Sapevo che avrebbe concluso nel mio ano e così accadde, dopo che una specie di fortunale si fu impossessato di entrambi.
– Cantami una storia, o cantastorie, canta una belle storia per me! ‘ gli avevo chiesto, tutta fremente, prima che venisse. ‘ Cantami una storia d’amore e di piacere!
Passeggiavo tutta sola in quella remota parte dell’Africa Coloniale Tedesca, quando fui rapita da un ricordo di vita borghese, che riapparve davanti ai miei occhi come avvolto nella nebbia.

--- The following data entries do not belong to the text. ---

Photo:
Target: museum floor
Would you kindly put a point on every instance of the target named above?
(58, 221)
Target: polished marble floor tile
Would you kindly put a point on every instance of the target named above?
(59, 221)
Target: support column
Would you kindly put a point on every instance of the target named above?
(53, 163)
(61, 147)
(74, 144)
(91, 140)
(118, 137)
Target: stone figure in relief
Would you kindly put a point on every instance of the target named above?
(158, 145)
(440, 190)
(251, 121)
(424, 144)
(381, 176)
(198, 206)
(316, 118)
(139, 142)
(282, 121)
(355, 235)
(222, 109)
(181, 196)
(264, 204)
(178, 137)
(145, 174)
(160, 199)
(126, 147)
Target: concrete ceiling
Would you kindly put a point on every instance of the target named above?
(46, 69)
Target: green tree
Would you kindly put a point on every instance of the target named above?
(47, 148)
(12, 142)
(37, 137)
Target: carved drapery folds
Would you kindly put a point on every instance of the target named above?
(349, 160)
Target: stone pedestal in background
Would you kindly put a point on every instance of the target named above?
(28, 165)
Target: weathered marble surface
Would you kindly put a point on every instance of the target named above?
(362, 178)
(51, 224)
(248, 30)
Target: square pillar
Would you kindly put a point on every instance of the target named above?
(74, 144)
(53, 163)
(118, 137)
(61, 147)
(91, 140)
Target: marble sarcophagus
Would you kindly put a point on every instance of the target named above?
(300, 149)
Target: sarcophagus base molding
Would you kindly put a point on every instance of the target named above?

Nell’alta borghesia parigina c’era una facoltosa famiglia di banchieri. Anzi, ve n’erano due e l’una era nemica dell’altra. Entrambe possedevano enormi pacchi di azioni, sulle quali erano stampate le consuete immagini di cattedrali gotiche e di tigli, come si usava nella Francia di quell’epoca. Entrambe ambivano a distruggersi, quasi in una folle lotta per il potere e la ricchezza. L’una possedeva gli appartamenti più sontuosi che si possano desiderare nel Marais, nel Quartier Latin e lungo i boulevard più famosi. L’altra vantava, per contro, le dimore più prestigiose del Louvre e quelle che davano sugli Champs-Elisées. I banchieri avevano delle maestose tombe di famiglia nel cimitero di Montmartre, dove primo o poi finiva il ricordo di tutti coloro che avevano vissuto in questo mondo. E’ triste, ma la vita sulla Terra non dura per sempre.
I due giovani si amavano e si rincorrevano lungo le scalinate di Parigi, tenendosi per mano. Erano ricchi, ma infelici, a causa dell’inimicizia delle loro famiglie.
– Se non potrò averti, mi ucciderò! ‘ le giurò lui un giorno, davanti alla Tour Eiffel. ‘ Oppure ucciderò chi si oppone al nostro affetto!
Io penso che nemmeno la Senna, con tutti i suoi meandri, potesse contenere tutto il denaro di quei banchieri.
I due amanti passavano la notte amoreggiando, seduti al pianoforte. Lei si accomodava sulle sue ginocchia e lo baciava forte, sulla bocca’ Da quella finestra, si potevano ammirare le luci e le ombre dei boulevard festosi, affollati da gente che poteva permettersi il lusso di vivere soltanto di rendita. Eppure, il loro destino era segnato, presto si sarebbero separati, perché i parenti di lei avevano deciso di farla sposare con un altro uomo. Ella non osava confidarlo al suo amato.
Ad ogni modo, si diceva che avrebbero continuato a frequentarsi, a vivere di incontri clandestini, di sguardi furtivi, di amplessi consumati nel mistero, al lume vago delle candele. L’alta borghesia di Parigi avrebbe fatto loro da culla’ Tutti i milioni, i miliardi di monete e di biglietti di banca che colmavano i loro forzieri, pur non potendo renderli felici di quella felicità immensa che solo la libertà può regalare, avrebbero finanziato la loro vita amorosa, lieta e proibita a un tempo.